Una roccia di pietra pomice

Una roccia di pietra pomice

  • di Redazione
  • 29 Gennaio 2021
  • Di sole, di ombre, di Mari

Ritorna l'appuntamento bisettimanale con la rubrica curata da Marisa Guidetti che ci racconta un delicato momento dovuto alle terapie

"Sei una roccia!" Me lo disse per la prima volta mia cognata e commentai "Si, sono una roccia di pietra pomice. Ottima per una pedicure". Una mia amica, qualche volta, mi chiama "diamante". Le rispondo con l’emoji di un sorriso e sottolineo "l’importante è che sia certificato ed etico". Faccio volontariato per i piccoli prematuri delle terapie intensive neonatali che vengono definiti "piccoli guerrieri". Talvolta mi chiamano "la grande guerriera che lavora per i piccoli guerrieri". Sapere che ci sono scriccioli di meno di un chilo che combattono per la loro sopravvivenza è stato più di una volta uno stimolo per me. Se combattono loro allora a maggior ragione lo faccio io. Ma i cappellini e i turbanti con cui ho coperto la testa pelata non sono elmi e i ferri circolari con cui faccio i lavori per i piccoli, non sono lance.

Non mi ritengo assolutamente speciale, tutt’altro. Semplicemente penso che ci siano due modi di agire: bene e male. E penso che se si agisce al meglio delle proprie possibilità allora si agisce bene e va bene anche se si sbaglia. Io cerco di agire bene. Purtroppo, spesso, a discapito di me stessa, ma questo è un mio limite. Quando mia cognata mi disse che ero una roccia, eravamo da lei nelle Marche. Mi avevano diagnosticato la prima recidiva ed avevo già fatto la prima seduta di chemioterapia. La seconda l’avrei avuta ventotto giorni dopo e, in quell’intervallo di tempo, andammo a trovare il fratello di mio marito, che vive nella campagna marchigiana con la famiglia. Non era decisamente il momento opportuno per viaggiare. Infatti mi ritrovai dopo pochi giorni con la febbre a 39,5° e passai ferragosto a letto contattando medico e oncologi via mail per avere indicazioni sulla terapia… Ma quel viaggio, dopo la notizia della recidiva, serviva sia a me che a mio marito.

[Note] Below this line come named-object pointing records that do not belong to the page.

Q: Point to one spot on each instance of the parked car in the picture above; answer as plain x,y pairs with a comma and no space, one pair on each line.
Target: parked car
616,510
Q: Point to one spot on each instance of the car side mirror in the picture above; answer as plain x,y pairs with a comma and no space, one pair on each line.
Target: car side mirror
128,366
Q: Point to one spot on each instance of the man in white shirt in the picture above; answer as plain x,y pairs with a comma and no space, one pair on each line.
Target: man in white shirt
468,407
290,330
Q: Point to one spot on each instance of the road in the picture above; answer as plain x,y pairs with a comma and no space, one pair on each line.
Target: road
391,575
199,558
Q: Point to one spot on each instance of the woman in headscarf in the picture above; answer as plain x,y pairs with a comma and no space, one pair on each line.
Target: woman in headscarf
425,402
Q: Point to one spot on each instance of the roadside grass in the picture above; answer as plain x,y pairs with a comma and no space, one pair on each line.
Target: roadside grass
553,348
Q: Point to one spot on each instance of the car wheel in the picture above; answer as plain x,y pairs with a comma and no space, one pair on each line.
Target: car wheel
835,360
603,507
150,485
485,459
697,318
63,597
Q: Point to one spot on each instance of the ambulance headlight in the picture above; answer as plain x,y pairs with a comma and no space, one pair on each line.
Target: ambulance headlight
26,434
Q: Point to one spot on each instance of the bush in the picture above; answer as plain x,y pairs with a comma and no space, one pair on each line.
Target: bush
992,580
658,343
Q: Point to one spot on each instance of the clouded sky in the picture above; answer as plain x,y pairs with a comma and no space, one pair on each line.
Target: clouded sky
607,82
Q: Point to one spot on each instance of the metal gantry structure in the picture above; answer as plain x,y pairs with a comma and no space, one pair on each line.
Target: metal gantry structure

Non avevo detto a mia madre che avevo ricominciato la chemio e non le dissi nemmeno che mi ero ammalata in viaggio. La chiamavo raccontandole del trattore che avevo guidato, dei quattro nipoti che erano uno spasso e delle tagliatelle della nonna. Le dicevo che stavo passeggiando nell’orto quando invece ero a letto imbottita di antibiotici e tachipirina. Mia madre in quei giorni si sentiva molto sola ed io facevo quello che potevo, nelle mie condizioni, per farla stare il più possibile tranquilla. Il giorno prima della partenza dalle Marche, trovai nel cuscino alcuni capelli. Ecco qui, stavano cominciando a cadere. Nel giro di pochi giorni sarei stata una palla da biliardo.

Non toccai i capelli per due giorni, il tempo di farmi vedere da mia madre e dirle che avevo ricominciato la chemio. Le raccontai che quando avevo finito la prima sapevo già che l’avrei dovuta ripetere, ma non le avevo detto nulla per non farla preoccupare. Mamma, ormai ultra ottantenne, non non so quanto capì o quanto ci credette. Rientrata a casa ficcai la testa sotto l’acqua tiepida e cominciai a massaggiare e far cadere i capelli. Non ci volle molto per somigliare a Smigol. Ecco, in quell’occasione mi sarei potuta sentire una roccia. Ma chemio o non chemio, non è ovvio non far preoccupare una madre anziana? Credo di aver agito bene. Non in modo speciale, semplicemente bene.